The book also promised relief from “Headache, Cold Feet, Costiveness, and slight attacks of Hypochondria and Hysteria, from depression of Spirits.” This group of ailments primarily afflicted patients who were “of the female sex, and of students, who, by their sedentary habits, contract congestion of the blood in the lower abdominal organs.” The cure for this was “cold washings, sitz, and foot-baths, two injections a day of one tumbler of water 72º each, wet bandages on the abdomen and loins, drinking of nothing but water; a light diet, and removal of woollen underdresses.”
A stay at the Wesselhoeft Water Cure cost $10 per week in the summer, and $11 in the winter. This covered all expenses except for laundry, but patients also needed to provide the following items, which could be rented or purchased:
- At least two good large woollen blankets.
- A feather bed, or three comforters.
- A sheet of coarse linen, which can be cut, or at least one piece of inch linen, six qrs. long, and six qrs. wide; also, pieces of linen, and cotton, for bandages.
- Two coarse cotton sheets.
- Six towels.
- One injection instrument.
In addition, Wesselhoeft’s description in The Water Cure in America advised that “Very sick, and helpless patients, for whom the ordinary attendance would not be sufficient, must hire a nurse, or waiter, who can be boarded at $2.50 per week.” Those who did not wish to stay at the establishment could stay at one of the nearby boarding houses for $3.50 to $5.00 per week, plus a $5.00 per week fee as a day guest at the water cure. However, these charges were advertised as being negotiable, with Dr. Wesselhoeft offering reduced rates for poor patients whenever possible.

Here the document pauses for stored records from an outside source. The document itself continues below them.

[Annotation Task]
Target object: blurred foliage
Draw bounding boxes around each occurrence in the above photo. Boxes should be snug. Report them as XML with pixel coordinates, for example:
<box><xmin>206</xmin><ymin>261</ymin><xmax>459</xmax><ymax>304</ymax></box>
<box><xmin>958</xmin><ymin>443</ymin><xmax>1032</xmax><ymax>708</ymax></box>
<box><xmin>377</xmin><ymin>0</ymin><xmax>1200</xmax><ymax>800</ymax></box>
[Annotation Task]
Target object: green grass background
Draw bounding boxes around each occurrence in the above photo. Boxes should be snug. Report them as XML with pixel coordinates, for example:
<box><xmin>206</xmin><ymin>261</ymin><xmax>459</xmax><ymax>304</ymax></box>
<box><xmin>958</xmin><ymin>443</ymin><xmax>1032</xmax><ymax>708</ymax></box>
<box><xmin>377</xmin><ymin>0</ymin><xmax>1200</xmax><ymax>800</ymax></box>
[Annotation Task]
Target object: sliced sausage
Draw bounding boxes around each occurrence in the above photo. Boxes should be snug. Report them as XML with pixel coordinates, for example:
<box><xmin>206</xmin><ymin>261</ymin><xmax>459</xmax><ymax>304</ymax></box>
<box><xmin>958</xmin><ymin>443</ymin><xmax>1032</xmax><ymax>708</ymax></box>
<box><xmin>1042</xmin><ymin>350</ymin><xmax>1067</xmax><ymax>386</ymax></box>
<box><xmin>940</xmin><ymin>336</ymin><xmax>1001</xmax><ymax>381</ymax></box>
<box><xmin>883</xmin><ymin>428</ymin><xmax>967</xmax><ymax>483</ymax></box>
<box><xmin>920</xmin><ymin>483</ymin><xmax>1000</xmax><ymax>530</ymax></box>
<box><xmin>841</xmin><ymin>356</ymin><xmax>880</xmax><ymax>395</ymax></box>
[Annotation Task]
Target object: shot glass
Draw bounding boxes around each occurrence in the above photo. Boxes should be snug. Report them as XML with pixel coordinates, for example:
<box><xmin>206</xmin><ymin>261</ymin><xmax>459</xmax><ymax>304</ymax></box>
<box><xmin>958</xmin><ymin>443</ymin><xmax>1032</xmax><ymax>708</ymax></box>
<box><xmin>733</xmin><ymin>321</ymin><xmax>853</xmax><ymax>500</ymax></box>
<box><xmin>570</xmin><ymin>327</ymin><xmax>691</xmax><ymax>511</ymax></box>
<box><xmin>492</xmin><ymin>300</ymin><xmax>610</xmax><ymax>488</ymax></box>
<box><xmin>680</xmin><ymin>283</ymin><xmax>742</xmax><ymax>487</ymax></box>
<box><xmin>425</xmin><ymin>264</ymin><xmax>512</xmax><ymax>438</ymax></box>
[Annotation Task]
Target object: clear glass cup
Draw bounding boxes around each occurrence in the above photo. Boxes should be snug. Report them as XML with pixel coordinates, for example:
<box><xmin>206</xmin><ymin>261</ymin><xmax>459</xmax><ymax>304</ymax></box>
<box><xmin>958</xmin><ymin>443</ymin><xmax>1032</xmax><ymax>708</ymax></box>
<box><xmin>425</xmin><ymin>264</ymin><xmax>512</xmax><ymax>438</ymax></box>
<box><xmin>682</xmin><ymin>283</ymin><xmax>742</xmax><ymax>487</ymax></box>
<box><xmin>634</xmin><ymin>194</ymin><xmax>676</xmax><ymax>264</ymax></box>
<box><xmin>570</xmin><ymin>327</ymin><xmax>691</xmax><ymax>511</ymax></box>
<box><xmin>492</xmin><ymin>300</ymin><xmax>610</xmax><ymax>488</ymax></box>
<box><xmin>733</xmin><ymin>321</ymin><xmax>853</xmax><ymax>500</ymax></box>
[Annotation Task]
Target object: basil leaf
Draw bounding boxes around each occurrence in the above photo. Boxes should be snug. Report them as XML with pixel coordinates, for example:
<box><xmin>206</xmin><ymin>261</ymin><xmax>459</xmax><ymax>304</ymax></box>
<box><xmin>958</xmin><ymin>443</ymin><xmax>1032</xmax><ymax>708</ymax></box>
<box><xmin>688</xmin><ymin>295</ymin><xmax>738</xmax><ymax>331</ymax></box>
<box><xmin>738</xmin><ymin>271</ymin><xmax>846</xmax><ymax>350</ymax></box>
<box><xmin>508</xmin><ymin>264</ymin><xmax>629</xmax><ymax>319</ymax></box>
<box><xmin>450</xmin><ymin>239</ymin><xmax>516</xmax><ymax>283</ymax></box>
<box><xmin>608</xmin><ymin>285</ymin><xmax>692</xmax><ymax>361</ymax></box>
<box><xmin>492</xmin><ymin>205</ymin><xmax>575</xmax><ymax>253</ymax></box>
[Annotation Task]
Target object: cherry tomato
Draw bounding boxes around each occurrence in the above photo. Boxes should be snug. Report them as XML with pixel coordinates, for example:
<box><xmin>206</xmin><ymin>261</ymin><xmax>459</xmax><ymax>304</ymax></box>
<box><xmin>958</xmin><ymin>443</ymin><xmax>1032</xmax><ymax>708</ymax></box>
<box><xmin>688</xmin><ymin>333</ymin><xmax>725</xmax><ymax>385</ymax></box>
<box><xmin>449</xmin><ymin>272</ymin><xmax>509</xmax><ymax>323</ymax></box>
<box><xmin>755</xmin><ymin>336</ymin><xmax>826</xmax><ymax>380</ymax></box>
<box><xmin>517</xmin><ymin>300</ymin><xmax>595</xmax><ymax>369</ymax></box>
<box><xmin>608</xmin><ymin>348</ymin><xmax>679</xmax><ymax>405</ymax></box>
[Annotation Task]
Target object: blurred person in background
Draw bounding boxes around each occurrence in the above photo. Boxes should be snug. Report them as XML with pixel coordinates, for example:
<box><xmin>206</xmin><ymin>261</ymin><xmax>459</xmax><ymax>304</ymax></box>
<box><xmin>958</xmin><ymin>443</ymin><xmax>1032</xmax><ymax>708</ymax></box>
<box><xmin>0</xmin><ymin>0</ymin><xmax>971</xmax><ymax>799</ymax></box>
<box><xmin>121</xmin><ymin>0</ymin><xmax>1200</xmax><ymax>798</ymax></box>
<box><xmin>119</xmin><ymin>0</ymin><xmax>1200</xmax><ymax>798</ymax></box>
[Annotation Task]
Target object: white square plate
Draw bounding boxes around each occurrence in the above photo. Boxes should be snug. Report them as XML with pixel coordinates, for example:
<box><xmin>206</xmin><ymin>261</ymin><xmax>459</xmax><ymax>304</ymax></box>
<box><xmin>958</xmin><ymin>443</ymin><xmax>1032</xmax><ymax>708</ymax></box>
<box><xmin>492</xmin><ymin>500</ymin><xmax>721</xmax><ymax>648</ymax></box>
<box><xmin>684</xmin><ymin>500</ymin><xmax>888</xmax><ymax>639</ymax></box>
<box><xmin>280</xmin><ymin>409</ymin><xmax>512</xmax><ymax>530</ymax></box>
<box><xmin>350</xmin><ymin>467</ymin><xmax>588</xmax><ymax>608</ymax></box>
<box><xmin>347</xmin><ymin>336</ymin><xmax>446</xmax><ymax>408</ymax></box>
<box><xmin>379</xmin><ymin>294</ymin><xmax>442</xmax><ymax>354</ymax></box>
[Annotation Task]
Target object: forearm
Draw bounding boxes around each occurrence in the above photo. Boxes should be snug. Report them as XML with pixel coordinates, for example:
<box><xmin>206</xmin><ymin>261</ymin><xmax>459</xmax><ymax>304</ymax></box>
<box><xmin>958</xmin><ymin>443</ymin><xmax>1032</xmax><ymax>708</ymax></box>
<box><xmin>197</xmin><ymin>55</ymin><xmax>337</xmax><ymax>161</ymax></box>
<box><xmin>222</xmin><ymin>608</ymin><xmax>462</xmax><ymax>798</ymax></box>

During its heyday in the 1840s and early 1850s, the Wesselhoeft Water Cure attracted patients from around the country, including a number of prominent figures of the era. Former President Martin Van Buren was a patient here, along with poet Henry Wadsworth Longfellow, abolitionists Samuel Gridley Howe and Julia Ward Howe, and authors Richard Henry Dana, Francis Parkman and Harriet Beecher Stowe. The latter spent 11 months here in 1846 and 1847, several years before she achieved widespread fame as the author of Uncle Tom’s Cabin. Ironically, the same establishment that catered to so many prominent northern abolitionists was also popular among southerners in the antebellum era, and they comprised about a third of Wesselhoeft’s business.
Dr. Wesselhoeft returned to Germany in 1851, where he died the following year, but his widow Ferdinanda carried on the water cure even after his death. However, by this point it was in decline, and this would only get worse after the start of the Civil War in 1861, when southerners stopped traveling to the north. The first photo was probably taken around this time, and the water cure finally closed in 1871, after having been in business for just 26 years. The building, which had once attracted some of the most prominent Americans of the mid-19th century, was subsequently sold and converted into tenements. It remained here for some time afterward, but it was eventually demolished, and its former location is now the site of the current fire station.